A menina agradeceu e pulou das costas do Sem Pés, que foi-se embora espadanando pelo mar afora. Ela começou a subir no arco-íris. Subiu, subiu, subiu. Era difícil. A cada passo que dava para cima, parecia escorregar dois para baixo. Mesmo depois de ter conseguido deixar o mar para trás, lá embaixo, bem longe, as estrelas do céu pareciam estar mais distantes do que nunca. Mas pensou: "Não vou desistir. Já cheguei até aqui, não vou voltar agora."
E continuou subindo. A temperatura foi baixando, mas o céu foi ficando cada vez mais claro, até a menina perceber que já estava chegando perto das estrelas.
- Já estou quase chegando! - gritou entusiasmada.
E, de fato, de repente ela chegou à pontinha do arco-íris.
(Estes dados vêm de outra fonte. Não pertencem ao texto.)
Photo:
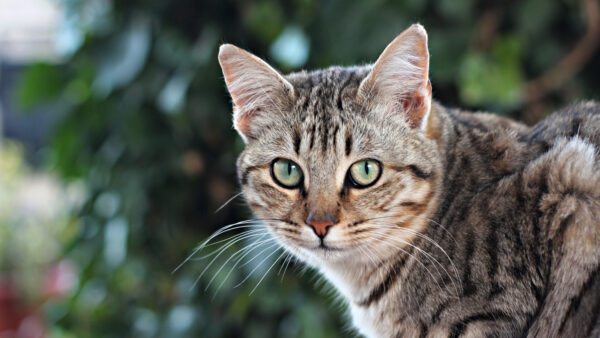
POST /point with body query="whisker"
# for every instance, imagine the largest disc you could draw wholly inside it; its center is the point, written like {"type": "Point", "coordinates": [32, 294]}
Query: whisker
{"type": "Point", "coordinates": [215, 234]}
{"type": "Point", "coordinates": [228, 201]}
{"type": "Point", "coordinates": [258, 265]}
{"type": "Point", "coordinates": [244, 251]}
{"type": "Point", "coordinates": [269, 269]}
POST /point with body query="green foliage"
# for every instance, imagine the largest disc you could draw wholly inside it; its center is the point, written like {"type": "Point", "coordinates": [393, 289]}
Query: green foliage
{"type": "Point", "coordinates": [145, 123]}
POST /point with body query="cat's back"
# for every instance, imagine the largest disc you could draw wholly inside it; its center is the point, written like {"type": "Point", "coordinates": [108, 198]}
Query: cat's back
{"type": "Point", "coordinates": [543, 184]}
{"type": "Point", "coordinates": [578, 120]}
{"type": "Point", "coordinates": [562, 184]}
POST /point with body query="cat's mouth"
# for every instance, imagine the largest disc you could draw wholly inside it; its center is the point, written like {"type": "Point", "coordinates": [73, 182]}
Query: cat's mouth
{"type": "Point", "coordinates": [324, 247]}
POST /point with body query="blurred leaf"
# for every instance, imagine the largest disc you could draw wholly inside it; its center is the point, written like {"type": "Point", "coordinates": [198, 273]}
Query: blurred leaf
{"type": "Point", "coordinates": [121, 60]}
{"type": "Point", "coordinates": [40, 83]}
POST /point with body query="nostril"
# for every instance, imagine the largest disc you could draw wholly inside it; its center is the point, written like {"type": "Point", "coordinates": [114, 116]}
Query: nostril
{"type": "Point", "coordinates": [320, 227]}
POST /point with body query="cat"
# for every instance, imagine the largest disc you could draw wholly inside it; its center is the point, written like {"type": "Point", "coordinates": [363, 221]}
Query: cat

Olhou em volta e em todas as direções viu estrelas dançando. Corriam de um lugar para outro, de cima para baixo, de frente para trás e brilhavam nas cores mais variadas ao redor da menina.
- Puxa! Cheguei! - sussurrou ela baixinho. Nunca tinha visto uma coisa tão bonita; e ficou ali, olhando maravilhada para aquilo tudo.
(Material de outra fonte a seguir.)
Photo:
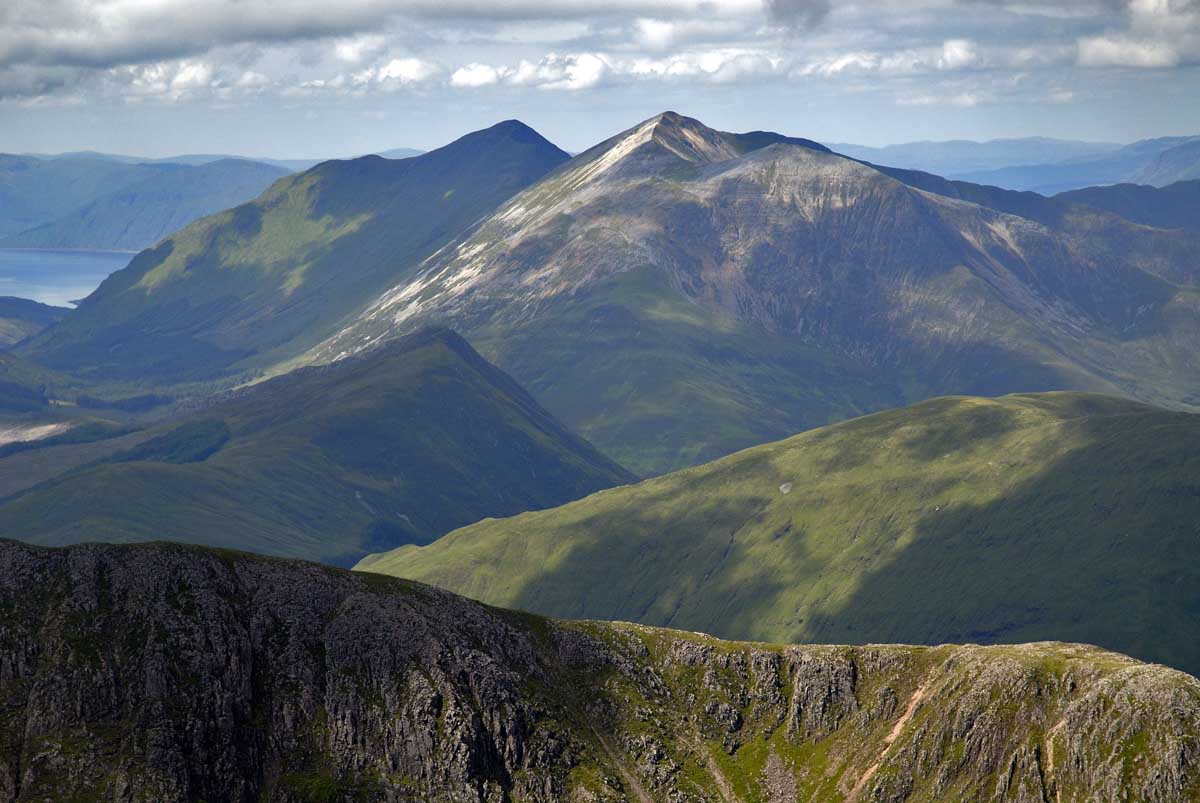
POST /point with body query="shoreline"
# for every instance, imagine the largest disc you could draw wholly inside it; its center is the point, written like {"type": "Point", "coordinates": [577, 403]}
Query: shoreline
{"type": "Point", "coordinates": [69, 250]}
Mas em pouco tempo percebeu que estava tremendo de frio e, ao olhar para baixo, não viu mais a terra, perdida na escuridão. Quis encontrar sua casa, mas não dava nem para ver as luzes das ruas ou das janelas em meio àquele breu. Começou a sentir-se um pouco tonta.
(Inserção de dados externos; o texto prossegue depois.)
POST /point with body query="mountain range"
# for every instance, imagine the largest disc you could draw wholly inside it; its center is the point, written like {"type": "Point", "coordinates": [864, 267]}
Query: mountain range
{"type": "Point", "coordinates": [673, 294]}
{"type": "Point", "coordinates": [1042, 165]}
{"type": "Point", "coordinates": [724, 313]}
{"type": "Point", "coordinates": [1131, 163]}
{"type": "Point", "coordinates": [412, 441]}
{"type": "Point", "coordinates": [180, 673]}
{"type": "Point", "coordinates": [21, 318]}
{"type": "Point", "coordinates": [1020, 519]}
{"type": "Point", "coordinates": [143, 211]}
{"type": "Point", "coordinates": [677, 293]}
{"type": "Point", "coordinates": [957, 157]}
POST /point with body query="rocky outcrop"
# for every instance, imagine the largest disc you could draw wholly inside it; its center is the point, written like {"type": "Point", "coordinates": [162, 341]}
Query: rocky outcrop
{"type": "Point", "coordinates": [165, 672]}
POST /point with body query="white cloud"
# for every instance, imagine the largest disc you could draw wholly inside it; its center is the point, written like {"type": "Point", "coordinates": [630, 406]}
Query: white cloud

"Não vou embora sem ter tocado ao menos numa estrela", pensou ela. Colocou-se na ponta dos pés e esticou o braço o mais que pôde. Esticou ainda mais um pouco... e, de repente, uma estrela cadente passou zunindo pertinho dela. A menina tomou um susto tal que perdeu o equilíbrio!
E caiu, e foi caindo, caindo, escorregando pelo arco-íris. Quanto mais descia, mais o ar esquentava e mais sonolenta ela se sentia. Abriu enorme bocejo, soltou um pequeno suspiro e, sem perceber, entrou em sono profundo.
Quando acordou, estava em sua própria cama. O sol adentrava pela janela e os pássaros entoavam seus cantos matinais, voando de galho em galho.
- Será que eu toquei mesmo nas estrelas? Ou será que foi tudo um sonho?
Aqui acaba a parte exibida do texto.